We can also have a local extremum in a point where the derivative does not exist (an example being the function $h(x) = |x|$). So naturally I found the derivative of the function:
$$ f'(x) = \left\{ \begin{array}{ll} \ \dfrac{1-2\sqrt{x}}{2\sqrt{x}(1+\sqrt{x}-x)} & \quad x > 0 \\ \\ \dfrac{1-2\sqrt{-x}}{2\sqrt{-x}(1+\sqrt{-x}-x)} & \quad x < 0 \end{array} \right. $$
But I got stuck here. I don't know how to continue. What bothers me is that I do not know the domain $D$ and I don't know how can I find it. If I try to find the values of $x$ for which
$$f'(x)=0$$
I get $x_0= \dfrac{1}{4}$ and $x_1 = -\dfrac{1}{4}$, but if I look at the graph of the function:
I can see that we don't have a local extremum point at $x_1 = -\dfrac{1}{4}$, even thought we do have a local extremum point at $x_0 = \dfrac{1}{4}$. By looking at the graph I also see that we have an extremum point at $x = 0$. I'm guessing that is because of the denominator of the derivative makes it such that the derivative is not defined at $x=0$, so we have an extremum point, but shouldn't we also take into consideration the values of $x$ for which the other term in the denominator of the derivative, $(1+\sqrt{\pm x} - x)$ is not defined? And how would we handle that? And how would I find that we have a local extremum point at $x=0$ analytically, without looking at the graph of the function? Also, isn't that point of the graph that is close to $y=-35$ also a local extremum point?

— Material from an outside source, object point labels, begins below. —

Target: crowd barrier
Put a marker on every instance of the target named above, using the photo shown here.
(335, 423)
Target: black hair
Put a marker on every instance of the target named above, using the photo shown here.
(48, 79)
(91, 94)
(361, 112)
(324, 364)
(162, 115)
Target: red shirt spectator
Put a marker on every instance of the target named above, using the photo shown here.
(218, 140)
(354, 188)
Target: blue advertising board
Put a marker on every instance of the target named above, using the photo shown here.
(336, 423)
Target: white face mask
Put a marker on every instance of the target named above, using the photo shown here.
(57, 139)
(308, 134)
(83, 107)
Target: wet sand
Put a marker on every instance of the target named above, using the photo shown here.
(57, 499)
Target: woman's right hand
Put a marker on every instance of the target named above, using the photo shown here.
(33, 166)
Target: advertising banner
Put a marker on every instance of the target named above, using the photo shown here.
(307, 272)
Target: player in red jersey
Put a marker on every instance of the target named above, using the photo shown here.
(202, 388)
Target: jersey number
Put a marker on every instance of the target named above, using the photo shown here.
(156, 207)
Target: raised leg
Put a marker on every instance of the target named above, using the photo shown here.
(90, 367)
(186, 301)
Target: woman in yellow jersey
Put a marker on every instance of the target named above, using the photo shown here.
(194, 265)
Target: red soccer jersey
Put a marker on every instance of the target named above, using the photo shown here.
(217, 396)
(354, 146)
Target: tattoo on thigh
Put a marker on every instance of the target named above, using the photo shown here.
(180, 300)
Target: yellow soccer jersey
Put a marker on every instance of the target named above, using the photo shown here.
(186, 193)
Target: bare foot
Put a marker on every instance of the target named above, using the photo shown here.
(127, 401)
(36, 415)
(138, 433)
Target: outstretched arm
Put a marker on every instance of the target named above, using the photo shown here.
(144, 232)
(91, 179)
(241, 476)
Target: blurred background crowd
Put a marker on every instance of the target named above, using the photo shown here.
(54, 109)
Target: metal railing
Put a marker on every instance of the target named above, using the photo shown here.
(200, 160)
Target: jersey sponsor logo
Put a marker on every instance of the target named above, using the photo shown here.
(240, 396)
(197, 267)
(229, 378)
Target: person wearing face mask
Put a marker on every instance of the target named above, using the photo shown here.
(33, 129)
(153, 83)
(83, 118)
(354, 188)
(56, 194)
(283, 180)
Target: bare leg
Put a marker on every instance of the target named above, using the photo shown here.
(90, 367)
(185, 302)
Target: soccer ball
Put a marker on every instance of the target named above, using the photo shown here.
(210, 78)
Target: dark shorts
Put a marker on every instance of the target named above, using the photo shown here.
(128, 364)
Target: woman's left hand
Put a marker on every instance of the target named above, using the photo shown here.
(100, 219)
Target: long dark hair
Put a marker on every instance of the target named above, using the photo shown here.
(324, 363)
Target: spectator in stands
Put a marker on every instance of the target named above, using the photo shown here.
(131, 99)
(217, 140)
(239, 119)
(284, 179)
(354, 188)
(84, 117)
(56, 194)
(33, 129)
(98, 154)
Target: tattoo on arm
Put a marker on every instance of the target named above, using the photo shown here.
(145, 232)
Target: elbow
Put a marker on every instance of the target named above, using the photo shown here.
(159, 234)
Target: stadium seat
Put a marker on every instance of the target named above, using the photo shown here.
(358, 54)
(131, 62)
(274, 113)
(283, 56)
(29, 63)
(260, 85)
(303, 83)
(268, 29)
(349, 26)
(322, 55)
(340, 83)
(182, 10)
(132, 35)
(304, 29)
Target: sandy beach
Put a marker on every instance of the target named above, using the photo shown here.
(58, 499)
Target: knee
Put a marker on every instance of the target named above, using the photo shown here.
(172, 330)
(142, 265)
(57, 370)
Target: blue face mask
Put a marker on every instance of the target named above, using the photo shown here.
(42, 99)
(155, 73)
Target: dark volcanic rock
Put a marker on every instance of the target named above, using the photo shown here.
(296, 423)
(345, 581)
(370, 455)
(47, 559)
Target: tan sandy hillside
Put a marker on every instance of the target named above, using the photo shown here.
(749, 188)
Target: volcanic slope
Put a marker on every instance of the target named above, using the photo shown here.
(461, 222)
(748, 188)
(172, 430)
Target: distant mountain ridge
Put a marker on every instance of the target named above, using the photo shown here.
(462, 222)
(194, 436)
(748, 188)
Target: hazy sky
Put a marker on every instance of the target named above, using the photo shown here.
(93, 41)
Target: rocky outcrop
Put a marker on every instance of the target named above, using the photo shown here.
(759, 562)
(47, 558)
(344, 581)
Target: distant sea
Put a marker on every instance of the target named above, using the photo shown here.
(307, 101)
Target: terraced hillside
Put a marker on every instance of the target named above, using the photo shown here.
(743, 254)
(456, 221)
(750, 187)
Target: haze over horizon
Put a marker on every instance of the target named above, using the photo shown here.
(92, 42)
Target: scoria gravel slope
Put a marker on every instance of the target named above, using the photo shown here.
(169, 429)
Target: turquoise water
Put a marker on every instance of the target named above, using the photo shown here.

TL;DR: How can I find all the local extremum points of the given function without looking at the graph? The correct answer is $2$ (according to my textbook).
For a fraction to be zero, the numerator must be zero (with one caveat, discussed at the end of this paragraph). So you want to solve $$ 1 - 2 \sqrt{x} = 0 \text{,} $$ restricted to $x > 0$ and check each solution to see if it also makes the denominator zero. (If it does also make the denominator zero, take a limit approaching that potential solution to see what is really happening.)

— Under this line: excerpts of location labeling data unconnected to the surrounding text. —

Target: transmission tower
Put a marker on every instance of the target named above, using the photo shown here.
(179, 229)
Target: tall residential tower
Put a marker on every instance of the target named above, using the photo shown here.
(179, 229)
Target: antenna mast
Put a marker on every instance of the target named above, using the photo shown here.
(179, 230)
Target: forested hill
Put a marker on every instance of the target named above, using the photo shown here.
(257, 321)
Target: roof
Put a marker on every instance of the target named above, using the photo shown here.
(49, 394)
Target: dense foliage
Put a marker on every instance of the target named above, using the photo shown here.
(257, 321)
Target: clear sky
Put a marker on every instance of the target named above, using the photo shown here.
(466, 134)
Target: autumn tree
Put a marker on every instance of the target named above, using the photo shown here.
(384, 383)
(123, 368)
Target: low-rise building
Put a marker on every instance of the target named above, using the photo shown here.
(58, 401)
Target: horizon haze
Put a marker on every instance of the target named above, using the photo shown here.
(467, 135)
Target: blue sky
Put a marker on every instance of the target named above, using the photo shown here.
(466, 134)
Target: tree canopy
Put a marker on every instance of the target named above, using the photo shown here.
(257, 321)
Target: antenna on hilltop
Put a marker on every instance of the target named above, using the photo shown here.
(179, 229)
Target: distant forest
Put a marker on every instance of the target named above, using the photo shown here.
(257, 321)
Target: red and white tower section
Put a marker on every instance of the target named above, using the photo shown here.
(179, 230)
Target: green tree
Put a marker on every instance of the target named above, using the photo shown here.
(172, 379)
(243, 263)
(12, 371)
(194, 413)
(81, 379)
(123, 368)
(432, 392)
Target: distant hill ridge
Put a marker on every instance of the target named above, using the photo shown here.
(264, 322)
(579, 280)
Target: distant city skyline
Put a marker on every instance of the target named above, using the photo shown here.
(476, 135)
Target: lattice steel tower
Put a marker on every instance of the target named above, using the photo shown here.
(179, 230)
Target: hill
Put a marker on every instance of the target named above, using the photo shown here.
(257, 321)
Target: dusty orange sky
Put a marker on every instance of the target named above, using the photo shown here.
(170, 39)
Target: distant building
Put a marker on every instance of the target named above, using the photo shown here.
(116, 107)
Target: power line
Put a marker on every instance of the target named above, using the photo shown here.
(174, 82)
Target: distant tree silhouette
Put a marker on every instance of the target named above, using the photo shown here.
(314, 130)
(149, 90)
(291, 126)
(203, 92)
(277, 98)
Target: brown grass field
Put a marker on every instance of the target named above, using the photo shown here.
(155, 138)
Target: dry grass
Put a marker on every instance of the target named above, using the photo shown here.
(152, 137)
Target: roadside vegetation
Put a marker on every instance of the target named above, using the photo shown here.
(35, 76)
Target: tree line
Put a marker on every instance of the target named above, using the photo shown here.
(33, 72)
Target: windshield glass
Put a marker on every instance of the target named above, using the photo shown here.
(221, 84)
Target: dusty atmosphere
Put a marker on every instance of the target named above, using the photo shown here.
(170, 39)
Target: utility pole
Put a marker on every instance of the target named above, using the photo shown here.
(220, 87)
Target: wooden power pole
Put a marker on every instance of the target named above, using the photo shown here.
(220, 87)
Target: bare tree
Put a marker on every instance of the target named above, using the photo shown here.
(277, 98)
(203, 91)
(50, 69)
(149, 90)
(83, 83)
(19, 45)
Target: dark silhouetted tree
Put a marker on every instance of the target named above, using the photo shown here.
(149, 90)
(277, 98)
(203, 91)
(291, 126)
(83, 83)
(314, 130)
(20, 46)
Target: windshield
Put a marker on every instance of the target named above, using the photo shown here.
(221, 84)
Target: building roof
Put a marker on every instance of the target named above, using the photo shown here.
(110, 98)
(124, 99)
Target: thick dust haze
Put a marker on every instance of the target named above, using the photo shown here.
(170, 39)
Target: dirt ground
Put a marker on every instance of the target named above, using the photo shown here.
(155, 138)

This says $\sqrt{x} = 1/2$, so $x = 1/4$. Putting that in the denominator, $2 \sqrt{1/4}(1+\sqrt{1/4} - 1/4) = 5/4$, so we do not need to take a limit. Notice that for $0<x<1$, the denominator of $f'$ is positive, so we need only check the sign of the numerator to the left and right of $1/4$ in $(0,1)$. Let's check the signs of the numerators of $f'(1/16)$ and $f'(1/2)$ : $1 - 2/4$ is positive and $1 - 2/\sqrt{2}$ is negative, so we found a local maximum.
Perform a similar procedure on the $x < 0$ half and find no local extrema on that half.
But you have missed something. What is $f'(0)$ (Is it even defined?) and does $f'$ change signs while crossing $x = 0$?